Another sector that analysts sometimes warn against venturing into is emerging markets. While some funds offer higher yields, it is also important to understand the vehicle you invest in.

“I think the ones that have come under pressure the most have been single country – particularly single country emerging market trusts,” says Mr Mitchell. “So our Russia trust has come under pressure with the well-publicised issues, and sanctions and so on. And then the currency weakness plays a big part too.”

He further points out that, while Russia has underperformed, Brazil has also been a tough market lately with huge devaluations of the Brazilian real. “I think that is part and parcel of investing in the emerging markets, but also when you are taking single country exposure.”

Challenges

The investment trust sector might be lucrative and offer a diversified portfolio to investors, but it does come with its own set of challenges. Although often these are quite similar to what an equity-based unit trust may face.

A number of advisers and fund managers say that the biggest challenge with the investment trust sector is its reliance on equity investments and consequent exposure to the risks of a volatile market. They are also exposed to the markets’ reaction to events such as a rate hike from the US Federal Reserve or fluctuations in oil prices, as we have seen for the commodities and natural gas sector.

The other challenge, according to Mr Mitchell, is that the investment trust sector is purely actively managed. “As active managers, we need to ensure that we continue to outperform relative underlying benchmarks.”

He further explains that the reason for this worry is the ability of investors to make the final choice of deciding whether to invest on a passive basis, and to benchmark their portfolios to a passive ETF or index fund, “what I worry most about is ensuring that we continue to add alpha through the cycle.”

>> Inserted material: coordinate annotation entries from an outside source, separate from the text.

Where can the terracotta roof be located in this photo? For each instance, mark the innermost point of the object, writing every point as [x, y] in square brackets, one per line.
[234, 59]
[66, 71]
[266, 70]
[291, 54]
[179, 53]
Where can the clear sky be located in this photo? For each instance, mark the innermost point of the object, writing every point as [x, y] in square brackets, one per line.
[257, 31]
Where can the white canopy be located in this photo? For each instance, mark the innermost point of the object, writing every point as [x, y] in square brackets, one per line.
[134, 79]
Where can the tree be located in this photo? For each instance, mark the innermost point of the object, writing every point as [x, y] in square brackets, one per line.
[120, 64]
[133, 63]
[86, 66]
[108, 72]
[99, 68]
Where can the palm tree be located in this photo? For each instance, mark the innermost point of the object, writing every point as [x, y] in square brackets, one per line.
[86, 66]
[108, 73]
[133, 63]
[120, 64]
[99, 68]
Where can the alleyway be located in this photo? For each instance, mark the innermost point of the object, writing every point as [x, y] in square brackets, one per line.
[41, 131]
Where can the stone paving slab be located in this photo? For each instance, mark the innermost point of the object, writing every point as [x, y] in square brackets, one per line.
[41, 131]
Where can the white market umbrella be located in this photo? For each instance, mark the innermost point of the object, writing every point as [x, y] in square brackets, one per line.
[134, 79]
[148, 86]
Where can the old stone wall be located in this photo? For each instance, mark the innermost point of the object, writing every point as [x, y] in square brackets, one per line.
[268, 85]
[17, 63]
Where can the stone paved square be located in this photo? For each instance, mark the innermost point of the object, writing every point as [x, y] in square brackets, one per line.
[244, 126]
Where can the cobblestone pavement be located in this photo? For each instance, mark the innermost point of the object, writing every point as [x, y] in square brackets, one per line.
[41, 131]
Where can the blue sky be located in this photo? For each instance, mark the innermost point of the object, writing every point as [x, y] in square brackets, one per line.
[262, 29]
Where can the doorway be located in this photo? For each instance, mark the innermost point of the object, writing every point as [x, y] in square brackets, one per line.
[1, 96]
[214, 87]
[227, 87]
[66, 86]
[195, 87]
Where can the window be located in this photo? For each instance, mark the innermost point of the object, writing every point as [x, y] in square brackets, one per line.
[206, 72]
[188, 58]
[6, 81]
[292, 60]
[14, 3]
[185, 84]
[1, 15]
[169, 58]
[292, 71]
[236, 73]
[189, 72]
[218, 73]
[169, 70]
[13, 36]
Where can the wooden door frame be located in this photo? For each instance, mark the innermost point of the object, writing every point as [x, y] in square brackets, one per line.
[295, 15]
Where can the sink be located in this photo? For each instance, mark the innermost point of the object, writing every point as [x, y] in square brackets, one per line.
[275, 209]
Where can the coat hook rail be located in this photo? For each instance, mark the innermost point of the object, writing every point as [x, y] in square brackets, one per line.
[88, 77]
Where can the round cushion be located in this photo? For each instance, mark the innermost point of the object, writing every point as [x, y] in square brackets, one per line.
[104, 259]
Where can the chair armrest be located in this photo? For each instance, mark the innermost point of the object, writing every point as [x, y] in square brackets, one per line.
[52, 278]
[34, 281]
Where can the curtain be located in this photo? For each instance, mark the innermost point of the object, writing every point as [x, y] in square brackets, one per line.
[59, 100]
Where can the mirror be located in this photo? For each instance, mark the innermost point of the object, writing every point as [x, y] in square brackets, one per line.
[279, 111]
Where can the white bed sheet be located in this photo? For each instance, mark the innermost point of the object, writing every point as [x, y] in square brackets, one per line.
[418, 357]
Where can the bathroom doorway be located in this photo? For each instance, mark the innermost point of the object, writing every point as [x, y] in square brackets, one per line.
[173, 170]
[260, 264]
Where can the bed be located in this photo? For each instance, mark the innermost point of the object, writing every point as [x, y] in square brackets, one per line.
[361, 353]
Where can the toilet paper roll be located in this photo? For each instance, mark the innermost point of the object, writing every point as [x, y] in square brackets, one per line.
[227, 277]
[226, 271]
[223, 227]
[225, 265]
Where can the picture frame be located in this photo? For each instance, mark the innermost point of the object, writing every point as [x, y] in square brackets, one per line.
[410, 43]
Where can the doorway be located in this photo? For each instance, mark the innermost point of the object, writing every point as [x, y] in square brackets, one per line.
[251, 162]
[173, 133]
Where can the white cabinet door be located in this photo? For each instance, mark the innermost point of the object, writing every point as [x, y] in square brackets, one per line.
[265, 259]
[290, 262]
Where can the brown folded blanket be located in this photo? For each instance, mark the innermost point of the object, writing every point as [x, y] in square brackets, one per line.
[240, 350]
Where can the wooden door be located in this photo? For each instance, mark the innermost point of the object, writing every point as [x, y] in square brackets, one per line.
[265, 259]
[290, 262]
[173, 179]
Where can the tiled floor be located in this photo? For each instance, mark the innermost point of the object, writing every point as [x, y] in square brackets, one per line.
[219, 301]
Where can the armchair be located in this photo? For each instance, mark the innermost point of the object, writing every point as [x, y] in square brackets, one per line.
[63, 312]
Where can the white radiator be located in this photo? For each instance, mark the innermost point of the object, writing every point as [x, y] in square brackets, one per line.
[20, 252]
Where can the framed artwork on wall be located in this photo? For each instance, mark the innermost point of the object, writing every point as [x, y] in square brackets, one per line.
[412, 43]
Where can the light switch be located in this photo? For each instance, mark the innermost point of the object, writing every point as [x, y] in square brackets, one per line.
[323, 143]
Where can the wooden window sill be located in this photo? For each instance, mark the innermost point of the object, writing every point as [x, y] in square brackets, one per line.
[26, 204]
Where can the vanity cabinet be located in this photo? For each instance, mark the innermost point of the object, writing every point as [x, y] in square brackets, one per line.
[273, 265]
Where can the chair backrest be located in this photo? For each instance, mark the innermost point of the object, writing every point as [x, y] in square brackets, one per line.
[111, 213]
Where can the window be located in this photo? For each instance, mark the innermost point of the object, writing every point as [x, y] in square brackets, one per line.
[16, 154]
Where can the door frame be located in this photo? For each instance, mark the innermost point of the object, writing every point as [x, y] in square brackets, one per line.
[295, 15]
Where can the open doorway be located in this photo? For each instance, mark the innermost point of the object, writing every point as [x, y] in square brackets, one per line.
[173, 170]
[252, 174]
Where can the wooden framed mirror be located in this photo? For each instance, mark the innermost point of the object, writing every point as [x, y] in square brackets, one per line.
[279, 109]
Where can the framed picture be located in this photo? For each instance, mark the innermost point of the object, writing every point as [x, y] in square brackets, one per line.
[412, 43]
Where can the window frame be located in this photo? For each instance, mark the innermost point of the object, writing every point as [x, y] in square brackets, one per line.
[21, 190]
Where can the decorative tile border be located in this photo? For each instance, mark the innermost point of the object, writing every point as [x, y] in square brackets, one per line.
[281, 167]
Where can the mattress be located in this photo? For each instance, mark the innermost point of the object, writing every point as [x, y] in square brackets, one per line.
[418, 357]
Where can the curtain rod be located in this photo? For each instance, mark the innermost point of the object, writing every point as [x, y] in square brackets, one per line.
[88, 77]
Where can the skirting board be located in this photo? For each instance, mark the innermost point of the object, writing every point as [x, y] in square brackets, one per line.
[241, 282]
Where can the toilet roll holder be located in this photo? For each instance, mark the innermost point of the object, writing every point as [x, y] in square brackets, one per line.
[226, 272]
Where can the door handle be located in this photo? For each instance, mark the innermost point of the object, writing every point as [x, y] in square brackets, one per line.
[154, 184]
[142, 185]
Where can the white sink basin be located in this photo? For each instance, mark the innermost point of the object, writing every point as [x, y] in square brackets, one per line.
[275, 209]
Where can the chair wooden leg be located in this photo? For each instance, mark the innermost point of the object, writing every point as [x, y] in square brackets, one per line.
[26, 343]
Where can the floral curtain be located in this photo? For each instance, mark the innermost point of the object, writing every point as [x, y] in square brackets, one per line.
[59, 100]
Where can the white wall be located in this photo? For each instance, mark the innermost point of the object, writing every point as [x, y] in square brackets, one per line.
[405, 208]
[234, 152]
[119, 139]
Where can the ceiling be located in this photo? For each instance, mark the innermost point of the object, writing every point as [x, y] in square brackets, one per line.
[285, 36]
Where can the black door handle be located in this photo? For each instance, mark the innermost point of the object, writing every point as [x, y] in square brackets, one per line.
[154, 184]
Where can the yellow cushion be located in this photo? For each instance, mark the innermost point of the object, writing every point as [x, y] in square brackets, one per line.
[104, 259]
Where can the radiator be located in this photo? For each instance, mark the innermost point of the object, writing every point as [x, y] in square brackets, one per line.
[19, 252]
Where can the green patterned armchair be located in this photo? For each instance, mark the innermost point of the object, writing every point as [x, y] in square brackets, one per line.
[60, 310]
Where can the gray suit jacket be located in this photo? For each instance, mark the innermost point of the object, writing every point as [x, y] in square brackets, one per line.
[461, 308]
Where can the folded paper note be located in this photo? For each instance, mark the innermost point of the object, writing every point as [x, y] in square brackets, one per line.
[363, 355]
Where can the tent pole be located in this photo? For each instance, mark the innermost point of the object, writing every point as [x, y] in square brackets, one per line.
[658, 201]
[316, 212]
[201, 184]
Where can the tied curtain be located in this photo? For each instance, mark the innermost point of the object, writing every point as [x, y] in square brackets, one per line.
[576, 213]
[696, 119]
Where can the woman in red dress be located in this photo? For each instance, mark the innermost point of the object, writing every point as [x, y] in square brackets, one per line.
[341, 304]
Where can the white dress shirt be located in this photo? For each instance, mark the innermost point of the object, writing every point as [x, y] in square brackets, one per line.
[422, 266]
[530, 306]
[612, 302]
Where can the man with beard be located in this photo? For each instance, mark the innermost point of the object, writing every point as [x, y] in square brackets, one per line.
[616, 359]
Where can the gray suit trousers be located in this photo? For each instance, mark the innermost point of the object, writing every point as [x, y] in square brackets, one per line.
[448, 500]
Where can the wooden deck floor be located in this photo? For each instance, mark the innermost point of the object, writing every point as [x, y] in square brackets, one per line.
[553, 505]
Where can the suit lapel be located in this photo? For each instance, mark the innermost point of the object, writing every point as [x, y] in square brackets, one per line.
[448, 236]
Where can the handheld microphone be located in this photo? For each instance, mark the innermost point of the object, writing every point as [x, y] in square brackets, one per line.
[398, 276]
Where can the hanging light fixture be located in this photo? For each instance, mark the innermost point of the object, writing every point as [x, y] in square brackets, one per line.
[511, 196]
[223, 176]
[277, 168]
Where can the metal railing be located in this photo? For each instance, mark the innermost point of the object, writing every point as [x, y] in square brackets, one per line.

Also, several investment trust companies seem to be becoming more innovative in terms of fee structure post RDR. Mr Rusbridge gives the example of Woodford paying a performance fee in the form of new shares on any return over 10 per cent per annum, rather than an annual management charge. He explains that this could put more pressure on more established companies to do the same.

Mr Rusbridge cites the management of discounts as another big challenge, with many companies undertaking buybacks in order to close the size of the discount on the fund.

With more investment trusts entering the market, offering a range of funds with exposure to various sectors, the competition is increasing. A growing number of platforms are now offering closed-ended funds, making it easier for investors to access them. But while too much choice is not necessarily a bad thing, it also means that investors need to understand the market first before taking the plunge. Higher returns are attractive, but they come with a higher risk too.